That looks a lot like a jackfruit/other Artocarpus
The good news is you have a much better chance with it
2nd, that looks like jackfruit or derivative. Along with the good news above, if you took really good care of it, you could get fruit in 3-5 years. Bad news, it should be a lot bigger to hold fruit. And will need plenty of room/water, a much/much larger pot.
Durian is 8-12 years to fruit (if you are lucky). They say that a durian doesn't reach it's peak flavor profile until the tree is 20 years old. An extremely long investment on any lifespan.

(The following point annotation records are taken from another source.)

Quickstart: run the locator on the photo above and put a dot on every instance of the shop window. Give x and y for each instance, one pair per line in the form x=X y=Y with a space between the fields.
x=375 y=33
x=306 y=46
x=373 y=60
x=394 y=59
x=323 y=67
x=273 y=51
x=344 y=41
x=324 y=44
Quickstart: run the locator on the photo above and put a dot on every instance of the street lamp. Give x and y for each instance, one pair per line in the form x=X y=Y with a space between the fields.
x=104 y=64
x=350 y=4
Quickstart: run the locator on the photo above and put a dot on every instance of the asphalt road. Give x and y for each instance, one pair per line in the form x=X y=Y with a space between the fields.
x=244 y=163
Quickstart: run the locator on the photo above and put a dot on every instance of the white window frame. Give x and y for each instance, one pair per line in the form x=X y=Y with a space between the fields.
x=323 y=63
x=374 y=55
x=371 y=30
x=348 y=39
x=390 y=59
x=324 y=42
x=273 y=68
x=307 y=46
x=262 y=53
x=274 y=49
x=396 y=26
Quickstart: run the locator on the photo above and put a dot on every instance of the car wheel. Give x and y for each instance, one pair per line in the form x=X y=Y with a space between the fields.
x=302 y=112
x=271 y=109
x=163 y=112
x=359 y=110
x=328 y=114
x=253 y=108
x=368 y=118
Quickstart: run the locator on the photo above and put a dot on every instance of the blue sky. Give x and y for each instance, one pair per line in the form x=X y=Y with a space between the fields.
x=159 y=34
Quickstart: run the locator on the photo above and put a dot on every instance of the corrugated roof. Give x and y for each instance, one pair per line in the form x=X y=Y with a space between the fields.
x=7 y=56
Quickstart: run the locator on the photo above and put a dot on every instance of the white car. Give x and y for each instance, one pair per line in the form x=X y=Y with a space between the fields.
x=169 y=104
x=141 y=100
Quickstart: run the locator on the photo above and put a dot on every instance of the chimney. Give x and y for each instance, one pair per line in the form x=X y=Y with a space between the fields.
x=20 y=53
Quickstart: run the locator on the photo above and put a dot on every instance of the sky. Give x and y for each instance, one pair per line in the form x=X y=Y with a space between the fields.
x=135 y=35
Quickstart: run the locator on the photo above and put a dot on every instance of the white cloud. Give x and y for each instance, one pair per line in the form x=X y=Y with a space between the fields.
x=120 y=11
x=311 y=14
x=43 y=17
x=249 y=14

I look at the investment on trees in terms of probability (probability not to die due to disease, flooding, insects, probability to not move away from the house before the tree matures) and cost of ownership as an annual investment (time to prune, feed (fertilizers, wood chips, tree clippings), insecticides (if necessary), water, mow around, weed around, opportunity cost of not growing "something else" in that space).... Durian and mangosteen are the highest cost trees. So besides the scarcity of the fruit driving up the price, the scarcity (lack of supply) is driven by the investment cost, and also directly drives up the fruit price because the grower knows how much he invested into it.
On the other hand pineapples, bananas, dragon fruit, and papayas are the perhaps the lowest cost ownership of any plants/trees.